We focus on cis-eQTLs where the SNP and the gene are close to each other on the genome (<1 million base pairs). Previous works provide evidence that various covariates could be associated with the significance of cis-eQTLs^{7,33,35,45,46,47}. In this study, we consider four covariates for each SNP-gene pair: (1) the distance from SNP to gene transcription start site (TSS); (2) the log10 gene expression level; (3) the alternative allele frequency (AAF) of the SNP; 4) the chromatin state of the SNP. Out of 44 tissues, we selected 17 whose chromatin state information is available^{8} and have more than 100 biological samples. For each tissue, *p*-values for all associations are tested simultaneously with numbers of hypotheses ranging from 140 to 180 million for different tissues, imposing a very-large-scale multiple hypothesis testing problem. We use a nominal FDR level of 0.01. Such an experiment of testing all SNP-gene pairs simultaneously is a prescreening step for detecting casual eQTLs and is also performed in some recent works^{16,17}. A similar analysis workflow is to first discover significant genes (eGenes) and then match significant SNPs (eVariants) for each eGene^{33}. There are also works that, given the eQTL discoveries, prioritize the casual SNPs based on regulatory annotations in a post-hoc fashion^{45} or use eQTL findings to help identify casual SNPs in GWAS^{47}.

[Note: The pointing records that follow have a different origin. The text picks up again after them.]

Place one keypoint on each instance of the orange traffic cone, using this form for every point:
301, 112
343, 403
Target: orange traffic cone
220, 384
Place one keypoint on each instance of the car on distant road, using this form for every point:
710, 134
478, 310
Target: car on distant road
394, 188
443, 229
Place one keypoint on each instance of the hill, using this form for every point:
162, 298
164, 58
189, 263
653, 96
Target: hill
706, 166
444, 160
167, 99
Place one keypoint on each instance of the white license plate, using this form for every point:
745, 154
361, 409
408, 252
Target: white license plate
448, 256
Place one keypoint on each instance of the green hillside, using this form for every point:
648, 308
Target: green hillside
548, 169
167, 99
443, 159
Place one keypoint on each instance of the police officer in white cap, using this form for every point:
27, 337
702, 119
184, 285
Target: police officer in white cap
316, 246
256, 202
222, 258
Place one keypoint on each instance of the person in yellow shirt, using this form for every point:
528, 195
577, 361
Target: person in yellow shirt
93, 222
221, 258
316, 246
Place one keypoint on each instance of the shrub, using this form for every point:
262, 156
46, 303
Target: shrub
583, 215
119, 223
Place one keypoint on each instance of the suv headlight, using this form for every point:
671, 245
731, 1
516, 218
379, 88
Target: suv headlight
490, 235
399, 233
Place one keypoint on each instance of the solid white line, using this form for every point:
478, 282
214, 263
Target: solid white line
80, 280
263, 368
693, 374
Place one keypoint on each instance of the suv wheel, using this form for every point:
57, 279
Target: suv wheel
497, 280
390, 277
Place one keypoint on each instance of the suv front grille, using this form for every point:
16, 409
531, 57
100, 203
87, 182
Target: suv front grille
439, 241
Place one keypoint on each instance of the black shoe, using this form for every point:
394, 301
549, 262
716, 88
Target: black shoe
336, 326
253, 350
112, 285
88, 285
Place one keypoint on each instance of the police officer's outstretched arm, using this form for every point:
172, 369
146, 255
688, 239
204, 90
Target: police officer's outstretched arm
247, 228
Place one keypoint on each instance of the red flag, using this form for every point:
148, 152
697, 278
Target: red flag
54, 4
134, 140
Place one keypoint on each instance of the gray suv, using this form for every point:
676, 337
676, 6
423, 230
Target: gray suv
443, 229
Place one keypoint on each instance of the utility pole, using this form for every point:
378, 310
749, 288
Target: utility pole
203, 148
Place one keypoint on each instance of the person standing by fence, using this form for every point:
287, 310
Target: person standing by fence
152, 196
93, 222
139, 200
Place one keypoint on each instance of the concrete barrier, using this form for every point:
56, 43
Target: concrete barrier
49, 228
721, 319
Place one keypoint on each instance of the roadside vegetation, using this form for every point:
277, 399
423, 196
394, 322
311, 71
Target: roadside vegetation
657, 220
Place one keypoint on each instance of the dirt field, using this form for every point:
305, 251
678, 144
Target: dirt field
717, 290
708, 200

As shown in Fig. 2a, AdaFDR and its fast version (AdaFDR-fast) consistently make more discoveries than other methods in every tissue. On average, it has an improvement of 32% over BH and 27% over IHW (see Supplementary Fig. 3 for testing using each covariate separately). Next, we investigate whether using the eQTL *p*-values of an existing tissue could boost the power of discovering eQTLs in a new tissue. To simulate this scenario, we consider specifically the two adipose tissues, Adipose_Subcutaneous and Adipose_Visceral_Omentum. For each of them, we use the −log10 *p*-values from the other tissue as an additional covariate—e.g., for Adipose_Subcutaneous, the −log10 *p*-value of Adipose_Visceral_Omentum is used as an extra covariate. Leveraging previous eQTL results substantially increases discovery power (Fig. 2b); the *p*-value augmentation (AdaFDR (aug)) yields 56% and 83% more discoveries for the two adipose tissues compared to BH. We then perform a control experiment, where the augmented *p*-values, instead of coming from the other adipose tissue that is similar to the one under investigation, are from a brain tissue (Brain_Caudate_basal_ganglia) that is very different from the adipose tissue (Fig. 2 in the GTEx paper^{7}). In this case, the improvement in the number of discoveries due to the extra covariate vanishes for the two tissues (AdaFDR (ctrl)), which is consistent with the idea that AdaFDR learns to leverage shared genetic architecture in closely related tissues to improve power. This analysis suggests that we can potentially greatly improve eQTL discovery by leveraging related tissues during multiple hypothesis testing. We provide additional supporting experiments for the two colon tissues in Supplementary Fig. 1a.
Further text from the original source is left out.